Israel promueve una ley para establecer el “Estado Judío”

El controversial proyecto de ley que establece un “Estado Judío” pasó la primera votación del parlamento el miércoles 10. Metro averigua qué implicancias tiene la ley y qué significará su aprobación tanto para la población no judía del país como para la región.

Por Felipe Herrera Aguirre

El Primer Ministro de Israel, Benjamin Netanyahu, busca promover una ley que definirá al país como un “Estado Judío”. Este miércoles 10, los legisladores del Knesset, el parlamento unicameral de Israel, votó a favor de la ley 48 contra 41.

“El Estado de Israel es la nación del pueblo judío, en la que puedes realizar sus aspiraciones de autodeterminación de acuerdo a sus tradiciones culturales e históricas”, establece la legislación. “La realización de la autodeterminación nacional en el Estado de Israel es única para el pueblo judío”.

Esta ley también define a Jerusalén como capital del Israel y al hebreo como lengua oficial del estado, relegando al árabe a un “estatus especial”. La ley también reconoce que “todos los residentes de Israel, sin distinción de religión o de país de origen, tiene derecho a trabajar para preservar su cultura, su patrimonio, su idioma y su identidad”.

Para conertirse oficialmente en ley, el controversial proyecto tiene que pasar varias lecturas en el parlamento local, el Knesset. De todas formas, si es que es aprobada por los legisladores, esta se transformará en una de las “leyes básicas”, de igual importancia que una ley constitucional y que es muy difícil de revocar.
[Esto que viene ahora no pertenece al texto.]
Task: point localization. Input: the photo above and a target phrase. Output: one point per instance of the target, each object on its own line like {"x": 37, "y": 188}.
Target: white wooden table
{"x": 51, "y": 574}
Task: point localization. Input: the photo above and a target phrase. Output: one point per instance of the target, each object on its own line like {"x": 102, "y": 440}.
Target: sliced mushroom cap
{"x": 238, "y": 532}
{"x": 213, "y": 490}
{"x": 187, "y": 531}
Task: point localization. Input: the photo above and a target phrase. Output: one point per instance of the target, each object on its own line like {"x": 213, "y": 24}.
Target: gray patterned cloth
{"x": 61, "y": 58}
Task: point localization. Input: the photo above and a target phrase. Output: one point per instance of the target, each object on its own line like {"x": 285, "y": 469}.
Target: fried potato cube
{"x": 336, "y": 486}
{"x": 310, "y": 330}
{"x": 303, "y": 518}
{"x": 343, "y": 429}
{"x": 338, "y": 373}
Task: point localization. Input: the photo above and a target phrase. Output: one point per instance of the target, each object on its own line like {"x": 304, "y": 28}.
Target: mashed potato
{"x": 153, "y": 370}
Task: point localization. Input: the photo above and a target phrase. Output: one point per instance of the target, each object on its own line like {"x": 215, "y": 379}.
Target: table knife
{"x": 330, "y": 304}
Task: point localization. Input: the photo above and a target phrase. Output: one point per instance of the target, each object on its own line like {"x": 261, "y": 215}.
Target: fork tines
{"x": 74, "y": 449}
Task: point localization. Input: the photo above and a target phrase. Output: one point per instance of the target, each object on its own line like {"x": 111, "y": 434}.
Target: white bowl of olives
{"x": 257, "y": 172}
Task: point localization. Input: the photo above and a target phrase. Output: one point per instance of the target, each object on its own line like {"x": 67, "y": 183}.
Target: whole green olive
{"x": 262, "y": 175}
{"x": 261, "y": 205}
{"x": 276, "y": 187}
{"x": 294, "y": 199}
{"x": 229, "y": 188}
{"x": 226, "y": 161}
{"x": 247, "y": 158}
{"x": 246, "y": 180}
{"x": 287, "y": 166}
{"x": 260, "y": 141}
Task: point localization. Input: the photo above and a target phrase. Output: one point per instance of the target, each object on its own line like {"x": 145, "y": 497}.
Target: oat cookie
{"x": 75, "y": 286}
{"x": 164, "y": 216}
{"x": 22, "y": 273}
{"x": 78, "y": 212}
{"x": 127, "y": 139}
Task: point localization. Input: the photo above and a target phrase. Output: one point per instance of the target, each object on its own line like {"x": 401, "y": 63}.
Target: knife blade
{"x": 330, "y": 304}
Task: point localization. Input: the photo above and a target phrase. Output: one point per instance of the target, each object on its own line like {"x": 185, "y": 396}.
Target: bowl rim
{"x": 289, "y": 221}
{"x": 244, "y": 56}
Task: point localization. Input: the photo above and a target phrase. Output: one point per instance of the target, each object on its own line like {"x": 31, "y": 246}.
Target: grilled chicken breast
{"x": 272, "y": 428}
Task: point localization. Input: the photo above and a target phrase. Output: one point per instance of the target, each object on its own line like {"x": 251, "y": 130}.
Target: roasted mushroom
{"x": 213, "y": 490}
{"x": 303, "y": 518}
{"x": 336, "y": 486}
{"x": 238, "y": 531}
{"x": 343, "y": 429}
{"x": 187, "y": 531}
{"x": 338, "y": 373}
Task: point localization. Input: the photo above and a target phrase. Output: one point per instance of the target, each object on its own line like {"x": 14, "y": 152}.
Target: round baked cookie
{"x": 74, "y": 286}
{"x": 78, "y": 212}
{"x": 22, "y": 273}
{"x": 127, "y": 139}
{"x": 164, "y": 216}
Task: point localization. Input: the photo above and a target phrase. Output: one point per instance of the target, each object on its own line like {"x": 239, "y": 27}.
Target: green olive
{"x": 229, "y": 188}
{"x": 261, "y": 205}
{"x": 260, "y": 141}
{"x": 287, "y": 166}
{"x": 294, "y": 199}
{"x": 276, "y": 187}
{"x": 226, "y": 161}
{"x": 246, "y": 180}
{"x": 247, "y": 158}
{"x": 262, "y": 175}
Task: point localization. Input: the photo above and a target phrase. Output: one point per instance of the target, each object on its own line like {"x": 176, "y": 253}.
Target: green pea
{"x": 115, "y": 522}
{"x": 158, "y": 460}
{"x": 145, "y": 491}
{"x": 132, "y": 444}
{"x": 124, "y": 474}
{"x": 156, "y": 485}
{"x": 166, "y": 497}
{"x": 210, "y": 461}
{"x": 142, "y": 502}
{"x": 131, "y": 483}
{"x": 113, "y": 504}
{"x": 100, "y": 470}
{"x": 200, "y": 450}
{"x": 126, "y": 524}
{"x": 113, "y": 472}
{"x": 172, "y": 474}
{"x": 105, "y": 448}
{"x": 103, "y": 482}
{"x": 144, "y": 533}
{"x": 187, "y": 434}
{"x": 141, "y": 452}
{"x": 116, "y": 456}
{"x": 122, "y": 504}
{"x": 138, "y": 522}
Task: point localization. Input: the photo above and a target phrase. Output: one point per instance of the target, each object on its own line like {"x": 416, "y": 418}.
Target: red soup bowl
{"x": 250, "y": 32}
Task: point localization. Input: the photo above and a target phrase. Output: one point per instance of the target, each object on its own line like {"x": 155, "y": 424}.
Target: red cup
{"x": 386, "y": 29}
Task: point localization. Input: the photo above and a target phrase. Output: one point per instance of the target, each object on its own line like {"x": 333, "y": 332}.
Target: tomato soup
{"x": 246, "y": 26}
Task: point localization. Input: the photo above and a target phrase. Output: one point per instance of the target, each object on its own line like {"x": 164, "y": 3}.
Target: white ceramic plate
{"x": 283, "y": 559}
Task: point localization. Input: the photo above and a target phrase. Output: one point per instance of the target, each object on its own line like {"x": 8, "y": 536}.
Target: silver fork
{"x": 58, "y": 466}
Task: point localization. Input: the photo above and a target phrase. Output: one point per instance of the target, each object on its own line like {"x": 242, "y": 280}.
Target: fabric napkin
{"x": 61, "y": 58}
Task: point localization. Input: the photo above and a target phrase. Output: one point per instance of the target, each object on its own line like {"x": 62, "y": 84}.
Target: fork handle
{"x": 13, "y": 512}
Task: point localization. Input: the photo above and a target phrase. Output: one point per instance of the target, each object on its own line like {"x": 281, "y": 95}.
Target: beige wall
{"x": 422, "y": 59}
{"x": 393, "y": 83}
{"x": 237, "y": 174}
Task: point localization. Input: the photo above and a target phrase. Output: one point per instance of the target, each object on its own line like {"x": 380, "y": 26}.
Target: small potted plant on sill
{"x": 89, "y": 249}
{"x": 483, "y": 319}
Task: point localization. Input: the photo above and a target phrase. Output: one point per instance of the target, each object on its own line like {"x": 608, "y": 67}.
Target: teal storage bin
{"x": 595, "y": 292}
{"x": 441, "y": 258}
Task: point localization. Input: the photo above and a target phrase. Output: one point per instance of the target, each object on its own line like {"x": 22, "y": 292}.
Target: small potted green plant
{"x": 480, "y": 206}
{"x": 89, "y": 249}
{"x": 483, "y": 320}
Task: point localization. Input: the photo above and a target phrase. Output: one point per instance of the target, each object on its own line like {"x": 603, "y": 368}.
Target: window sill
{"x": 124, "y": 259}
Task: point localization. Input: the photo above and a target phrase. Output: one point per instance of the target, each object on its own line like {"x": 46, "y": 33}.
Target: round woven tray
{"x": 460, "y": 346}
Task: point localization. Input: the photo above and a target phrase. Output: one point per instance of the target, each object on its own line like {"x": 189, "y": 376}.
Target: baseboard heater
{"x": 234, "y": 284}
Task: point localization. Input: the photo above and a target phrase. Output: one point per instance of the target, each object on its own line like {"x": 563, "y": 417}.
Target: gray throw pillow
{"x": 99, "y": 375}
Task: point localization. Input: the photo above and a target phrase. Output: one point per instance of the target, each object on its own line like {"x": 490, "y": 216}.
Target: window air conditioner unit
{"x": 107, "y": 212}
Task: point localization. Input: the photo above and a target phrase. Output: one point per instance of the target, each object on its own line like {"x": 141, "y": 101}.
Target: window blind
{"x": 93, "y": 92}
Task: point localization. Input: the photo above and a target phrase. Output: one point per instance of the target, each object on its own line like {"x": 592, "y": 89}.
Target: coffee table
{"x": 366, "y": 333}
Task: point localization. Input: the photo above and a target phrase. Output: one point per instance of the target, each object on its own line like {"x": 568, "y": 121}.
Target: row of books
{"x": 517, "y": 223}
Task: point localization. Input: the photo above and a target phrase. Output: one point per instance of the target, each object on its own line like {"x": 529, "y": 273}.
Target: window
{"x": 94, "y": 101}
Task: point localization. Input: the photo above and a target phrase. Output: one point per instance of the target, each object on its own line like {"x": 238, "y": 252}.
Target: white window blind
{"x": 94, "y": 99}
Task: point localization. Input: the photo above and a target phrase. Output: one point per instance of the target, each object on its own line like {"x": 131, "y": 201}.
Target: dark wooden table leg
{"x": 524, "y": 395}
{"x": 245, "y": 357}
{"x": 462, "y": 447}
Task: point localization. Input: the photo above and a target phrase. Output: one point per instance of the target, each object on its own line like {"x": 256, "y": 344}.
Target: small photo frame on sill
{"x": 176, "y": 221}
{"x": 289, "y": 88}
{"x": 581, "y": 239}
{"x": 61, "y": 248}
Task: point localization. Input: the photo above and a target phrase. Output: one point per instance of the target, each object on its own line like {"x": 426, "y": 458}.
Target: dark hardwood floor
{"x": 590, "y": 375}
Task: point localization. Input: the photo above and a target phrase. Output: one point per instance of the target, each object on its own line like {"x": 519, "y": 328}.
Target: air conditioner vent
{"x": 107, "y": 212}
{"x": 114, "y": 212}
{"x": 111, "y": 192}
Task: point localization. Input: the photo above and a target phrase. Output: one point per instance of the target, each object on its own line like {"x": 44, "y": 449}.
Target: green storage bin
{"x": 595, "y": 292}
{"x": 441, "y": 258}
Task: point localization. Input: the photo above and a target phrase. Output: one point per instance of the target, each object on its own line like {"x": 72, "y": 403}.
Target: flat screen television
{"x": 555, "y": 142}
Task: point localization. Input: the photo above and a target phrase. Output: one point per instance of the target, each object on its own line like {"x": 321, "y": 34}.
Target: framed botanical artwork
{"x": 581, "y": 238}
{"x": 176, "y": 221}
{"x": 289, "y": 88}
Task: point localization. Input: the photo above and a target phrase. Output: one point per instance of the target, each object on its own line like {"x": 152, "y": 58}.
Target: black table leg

“La idea de un ‘Estado Judío’ distingue a Isarel de todos los otros países. En vez de consolidarse como un estado para todos sus ciudadanos, un ‘Estado Judío’ significaría privilegios estatales para todos los judíos por sobre los no judíos”, dice a Metro Phyllis Bennis, directora del New Internationalism Proyect del Institute for Policy Studies de Washington D.C. y autora del libro “Entiendiendo el Conflicto Palestino-Israelí”.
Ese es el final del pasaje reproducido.